So I'm guessing Karina Longworth didn't like The King's Speech. Correction: I'm guessing Karina Longworth HATED The King's Speech. Correction: I'm guessing Karina Longworth has a personal vendetta against The King's Speech and everything it stands for.
I personally liked the movie quite a bit, and if Colin Firth's performance qualifies as "capital-A 'Acting!'" then so do the central performances in the alleged "innovative" directors' films, including Natalie Portman, Christian Bale, Hailie Steinfeld, etc. If "true acting" means an actor must always underplay emotions and never include speech impediments, mental defects or any other such characteristics in a performance, then the art of acting is dead and we're in for some pretty dull movies ahead.

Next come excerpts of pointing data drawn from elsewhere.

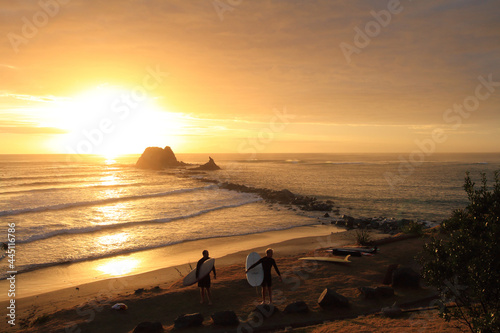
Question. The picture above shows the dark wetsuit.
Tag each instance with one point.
(204, 282)
(267, 263)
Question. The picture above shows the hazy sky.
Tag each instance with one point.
(249, 76)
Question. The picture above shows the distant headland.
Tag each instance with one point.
(157, 158)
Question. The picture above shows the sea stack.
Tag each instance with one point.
(157, 158)
(209, 166)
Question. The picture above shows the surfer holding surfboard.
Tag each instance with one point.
(267, 262)
(204, 281)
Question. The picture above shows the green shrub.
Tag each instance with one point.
(413, 228)
(463, 263)
(363, 237)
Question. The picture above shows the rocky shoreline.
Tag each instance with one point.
(292, 201)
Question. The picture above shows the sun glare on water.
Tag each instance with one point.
(111, 121)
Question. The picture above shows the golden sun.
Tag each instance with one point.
(113, 121)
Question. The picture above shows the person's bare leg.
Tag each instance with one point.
(202, 293)
(209, 296)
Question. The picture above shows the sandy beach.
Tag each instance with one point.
(158, 294)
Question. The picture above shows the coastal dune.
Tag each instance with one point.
(159, 295)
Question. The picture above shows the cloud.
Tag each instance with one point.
(30, 130)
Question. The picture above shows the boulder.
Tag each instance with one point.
(393, 311)
(330, 298)
(385, 291)
(388, 274)
(188, 320)
(149, 327)
(405, 277)
(225, 318)
(156, 158)
(369, 293)
(297, 307)
(376, 293)
(209, 166)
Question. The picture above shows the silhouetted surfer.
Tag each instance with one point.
(204, 283)
(267, 262)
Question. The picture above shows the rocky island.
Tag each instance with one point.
(156, 158)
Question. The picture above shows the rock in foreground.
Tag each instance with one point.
(209, 166)
(156, 158)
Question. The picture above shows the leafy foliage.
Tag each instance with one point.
(464, 263)
(413, 228)
(363, 237)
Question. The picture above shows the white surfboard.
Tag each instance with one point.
(329, 259)
(256, 275)
(205, 269)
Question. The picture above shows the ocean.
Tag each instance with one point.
(71, 209)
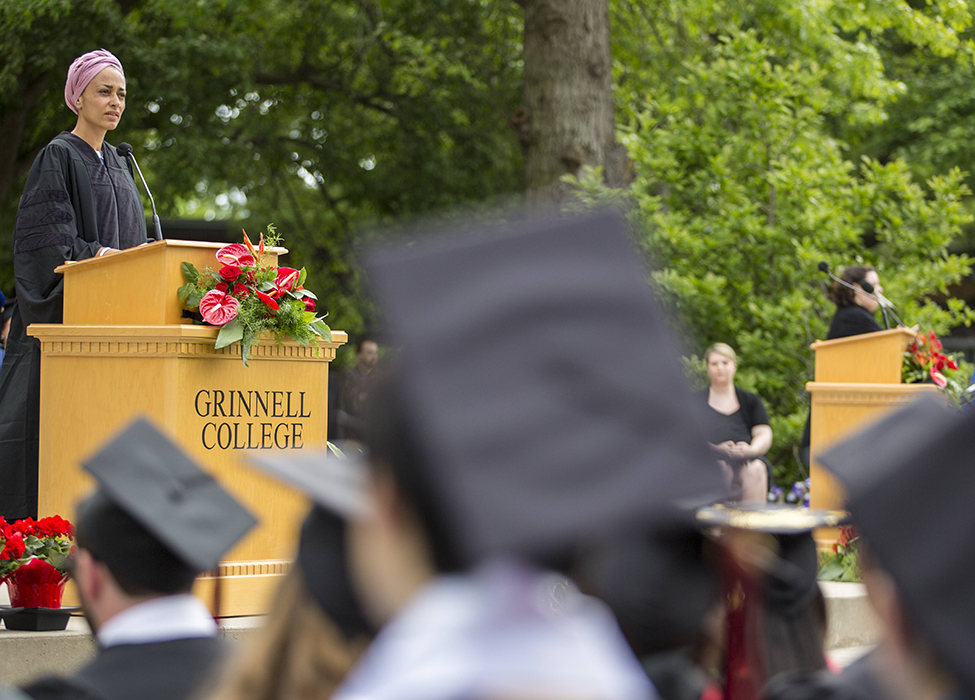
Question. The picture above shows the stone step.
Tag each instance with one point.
(850, 619)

True, The King's Speech is far from innovative -- it's essentially the "Rocky" of public speaking. But Rocky -- if you haven't seen it lately -- is an outstanding film. Not innovative, but beautifully made (and for my money, a better film than The Fighter, which I liked quite a bit). As for innovation, though, none of the other nominated movies this year are really all that innovative either, with the possible exception of Inception and parts (but not all) of The Black Swan. The Fighter breaks no new ground, it's just a well-made film about interesting characters in a working-class setting. True Grit is one of the most mainstream -- if not THE most mainstream -- of the Coen Brothers' films. Winter's Bone is in no way innovative except maybe for the locale its story is set in and the kind of characters it explores -- the filmmaking, while very good, is hardly groundbreaking. I guess The Social Network is "innovative" in the way it -- no, there's not really much innovative there either, except maybe the score -- it's just got some wonderful acting (with a lower-case a, I guess) and some fantastic writing and very capable direction.

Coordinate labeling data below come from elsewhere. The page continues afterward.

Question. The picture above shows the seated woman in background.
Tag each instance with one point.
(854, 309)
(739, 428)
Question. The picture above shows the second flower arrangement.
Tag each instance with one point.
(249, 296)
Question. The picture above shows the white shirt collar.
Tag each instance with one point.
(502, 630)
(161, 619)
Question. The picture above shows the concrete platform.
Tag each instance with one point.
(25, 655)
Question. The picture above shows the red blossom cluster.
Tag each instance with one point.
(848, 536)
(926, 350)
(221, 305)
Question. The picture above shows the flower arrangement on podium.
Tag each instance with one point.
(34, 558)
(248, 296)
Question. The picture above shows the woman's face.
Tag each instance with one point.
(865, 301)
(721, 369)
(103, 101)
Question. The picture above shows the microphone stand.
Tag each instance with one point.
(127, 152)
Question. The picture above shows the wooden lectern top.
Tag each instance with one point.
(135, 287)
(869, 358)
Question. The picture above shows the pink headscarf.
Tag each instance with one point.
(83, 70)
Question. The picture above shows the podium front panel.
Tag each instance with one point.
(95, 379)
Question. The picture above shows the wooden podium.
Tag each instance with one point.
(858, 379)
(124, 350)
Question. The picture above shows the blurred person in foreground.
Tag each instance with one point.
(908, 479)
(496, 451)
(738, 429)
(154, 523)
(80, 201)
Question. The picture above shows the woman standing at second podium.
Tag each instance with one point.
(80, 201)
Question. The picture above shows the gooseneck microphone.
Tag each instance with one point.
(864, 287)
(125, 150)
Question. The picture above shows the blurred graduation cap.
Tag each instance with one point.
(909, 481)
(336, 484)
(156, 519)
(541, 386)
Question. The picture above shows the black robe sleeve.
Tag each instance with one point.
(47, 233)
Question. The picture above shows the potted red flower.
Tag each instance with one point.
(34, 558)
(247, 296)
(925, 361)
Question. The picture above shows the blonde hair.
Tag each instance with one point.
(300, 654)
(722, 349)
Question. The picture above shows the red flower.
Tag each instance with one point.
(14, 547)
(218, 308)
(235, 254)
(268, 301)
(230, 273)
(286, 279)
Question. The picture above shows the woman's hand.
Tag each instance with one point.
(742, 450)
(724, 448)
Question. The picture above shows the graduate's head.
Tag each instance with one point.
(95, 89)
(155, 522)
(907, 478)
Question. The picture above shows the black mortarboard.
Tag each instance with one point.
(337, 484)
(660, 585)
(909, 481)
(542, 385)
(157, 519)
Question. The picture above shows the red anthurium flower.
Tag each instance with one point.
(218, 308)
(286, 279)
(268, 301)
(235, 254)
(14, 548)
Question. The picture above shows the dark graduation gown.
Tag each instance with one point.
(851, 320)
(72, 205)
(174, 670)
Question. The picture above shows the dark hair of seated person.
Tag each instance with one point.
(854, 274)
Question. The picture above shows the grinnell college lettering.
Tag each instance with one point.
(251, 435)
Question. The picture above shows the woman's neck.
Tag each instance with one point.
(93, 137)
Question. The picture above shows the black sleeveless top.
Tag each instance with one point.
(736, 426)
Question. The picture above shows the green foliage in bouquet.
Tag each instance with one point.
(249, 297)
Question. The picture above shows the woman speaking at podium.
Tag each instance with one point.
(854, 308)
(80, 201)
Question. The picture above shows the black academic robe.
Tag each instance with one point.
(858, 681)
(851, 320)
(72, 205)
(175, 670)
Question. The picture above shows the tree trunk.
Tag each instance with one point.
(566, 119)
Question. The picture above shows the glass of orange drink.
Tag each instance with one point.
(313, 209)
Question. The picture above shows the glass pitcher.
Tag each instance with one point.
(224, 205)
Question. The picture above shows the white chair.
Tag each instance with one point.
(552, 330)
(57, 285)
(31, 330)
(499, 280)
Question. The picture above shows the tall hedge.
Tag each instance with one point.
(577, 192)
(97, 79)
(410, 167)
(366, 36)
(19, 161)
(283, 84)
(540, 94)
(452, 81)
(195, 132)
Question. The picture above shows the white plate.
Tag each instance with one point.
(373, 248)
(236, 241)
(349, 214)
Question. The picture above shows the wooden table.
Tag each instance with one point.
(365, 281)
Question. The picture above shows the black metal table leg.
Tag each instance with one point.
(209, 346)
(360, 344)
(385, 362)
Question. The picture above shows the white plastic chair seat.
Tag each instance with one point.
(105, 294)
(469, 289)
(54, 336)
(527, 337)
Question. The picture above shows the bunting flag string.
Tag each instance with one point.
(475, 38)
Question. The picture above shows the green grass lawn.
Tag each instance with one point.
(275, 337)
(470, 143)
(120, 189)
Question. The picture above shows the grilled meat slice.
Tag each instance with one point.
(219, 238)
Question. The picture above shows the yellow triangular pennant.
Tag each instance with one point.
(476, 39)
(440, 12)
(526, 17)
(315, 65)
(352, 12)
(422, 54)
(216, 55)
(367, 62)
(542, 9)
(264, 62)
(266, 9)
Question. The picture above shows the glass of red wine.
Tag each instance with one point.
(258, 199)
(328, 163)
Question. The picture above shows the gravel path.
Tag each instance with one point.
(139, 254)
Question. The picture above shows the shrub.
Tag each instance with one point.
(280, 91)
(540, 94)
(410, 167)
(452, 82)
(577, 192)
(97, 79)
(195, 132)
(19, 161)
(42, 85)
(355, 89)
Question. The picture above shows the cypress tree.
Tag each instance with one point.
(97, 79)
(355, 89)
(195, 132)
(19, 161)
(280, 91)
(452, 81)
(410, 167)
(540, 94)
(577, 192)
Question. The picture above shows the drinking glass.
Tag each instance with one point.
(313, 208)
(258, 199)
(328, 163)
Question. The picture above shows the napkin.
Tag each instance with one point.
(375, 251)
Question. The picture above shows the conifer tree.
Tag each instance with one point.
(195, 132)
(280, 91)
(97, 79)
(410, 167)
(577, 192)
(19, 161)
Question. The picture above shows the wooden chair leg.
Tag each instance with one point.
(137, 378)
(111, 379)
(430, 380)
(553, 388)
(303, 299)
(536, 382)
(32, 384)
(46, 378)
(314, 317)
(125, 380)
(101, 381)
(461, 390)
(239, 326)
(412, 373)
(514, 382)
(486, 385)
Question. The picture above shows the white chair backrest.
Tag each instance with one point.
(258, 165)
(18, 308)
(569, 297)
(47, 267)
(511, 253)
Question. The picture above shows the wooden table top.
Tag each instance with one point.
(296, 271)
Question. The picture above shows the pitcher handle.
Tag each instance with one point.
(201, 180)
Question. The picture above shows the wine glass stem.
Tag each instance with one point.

There is, however, something wonderfully subversive in a buttoned-down Anglophilic period drama that builds a key plot point around the F-word, and something beautifully poignant about a scene in which a monarch reveals private details of his childhood to, of all people, a speech therapist, while indulging in a pleasure that has remarkably eluded him all his life: gluing pieces of a model airplane together.

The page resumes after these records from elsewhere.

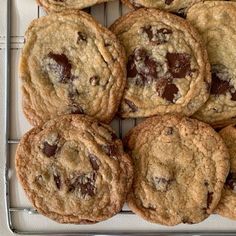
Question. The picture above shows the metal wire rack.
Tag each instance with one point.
(11, 210)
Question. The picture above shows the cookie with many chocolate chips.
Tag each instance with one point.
(62, 5)
(216, 23)
(176, 6)
(167, 64)
(227, 205)
(71, 65)
(74, 170)
(178, 171)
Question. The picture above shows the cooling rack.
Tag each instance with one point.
(22, 219)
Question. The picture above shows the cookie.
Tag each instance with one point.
(227, 205)
(178, 171)
(62, 5)
(167, 64)
(71, 65)
(177, 6)
(74, 170)
(215, 21)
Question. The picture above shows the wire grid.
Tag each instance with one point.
(9, 142)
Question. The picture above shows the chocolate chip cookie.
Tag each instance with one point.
(71, 65)
(62, 5)
(178, 171)
(74, 170)
(216, 23)
(167, 64)
(177, 6)
(227, 205)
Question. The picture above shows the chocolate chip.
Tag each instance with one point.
(221, 81)
(231, 181)
(81, 37)
(94, 80)
(94, 162)
(57, 181)
(62, 67)
(131, 105)
(131, 67)
(166, 89)
(169, 130)
(109, 149)
(186, 220)
(135, 4)
(179, 64)
(168, 2)
(157, 36)
(142, 66)
(209, 199)
(161, 184)
(113, 136)
(76, 109)
(49, 150)
(181, 12)
(85, 184)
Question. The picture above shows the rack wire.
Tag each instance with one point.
(10, 210)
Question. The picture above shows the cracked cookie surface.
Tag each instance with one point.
(74, 170)
(227, 205)
(216, 22)
(71, 65)
(167, 64)
(177, 6)
(62, 5)
(178, 171)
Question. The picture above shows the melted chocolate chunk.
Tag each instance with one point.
(169, 131)
(135, 4)
(209, 199)
(131, 105)
(94, 162)
(168, 2)
(81, 37)
(94, 80)
(62, 67)
(57, 180)
(161, 184)
(179, 64)
(181, 12)
(131, 67)
(221, 81)
(113, 136)
(157, 36)
(49, 150)
(166, 89)
(84, 184)
(76, 109)
(142, 66)
(231, 181)
(109, 149)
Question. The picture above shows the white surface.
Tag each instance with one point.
(23, 12)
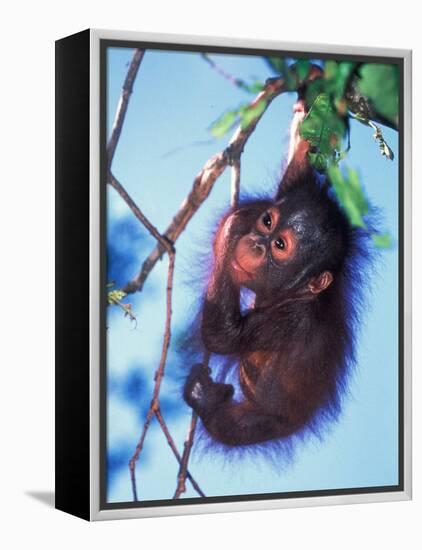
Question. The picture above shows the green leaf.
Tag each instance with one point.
(350, 194)
(336, 76)
(278, 64)
(382, 240)
(323, 127)
(280, 67)
(301, 68)
(249, 114)
(255, 87)
(115, 296)
(224, 123)
(380, 84)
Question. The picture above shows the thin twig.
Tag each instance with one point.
(204, 182)
(163, 241)
(123, 104)
(235, 183)
(183, 470)
(238, 82)
(173, 447)
(159, 374)
(154, 407)
(114, 182)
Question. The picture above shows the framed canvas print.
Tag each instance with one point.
(233, 274)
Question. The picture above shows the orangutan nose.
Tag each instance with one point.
(258, 247)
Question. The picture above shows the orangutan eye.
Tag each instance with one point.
(280, 244)
(266, 220)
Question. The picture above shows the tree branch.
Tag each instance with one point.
(123, 104)
(183, 470)
(204, 182)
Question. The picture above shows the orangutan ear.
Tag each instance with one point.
(320, 283)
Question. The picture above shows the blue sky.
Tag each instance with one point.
(164, 144)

Furthermore, I would say there's something horribly closed-minded about critics who assume that just because a movie takes place in the 1930s with British actors playing well-dressed aristocratic characters, that the film automatically has little or nothing of merit. Out-of-the-box thinking is not merely the goal of filmmakers -- it's also sometimes required of filmgoers as well.
All in all, if The King's Speech won a Best Picture Oscar on Sunday...I'd be just fine with that.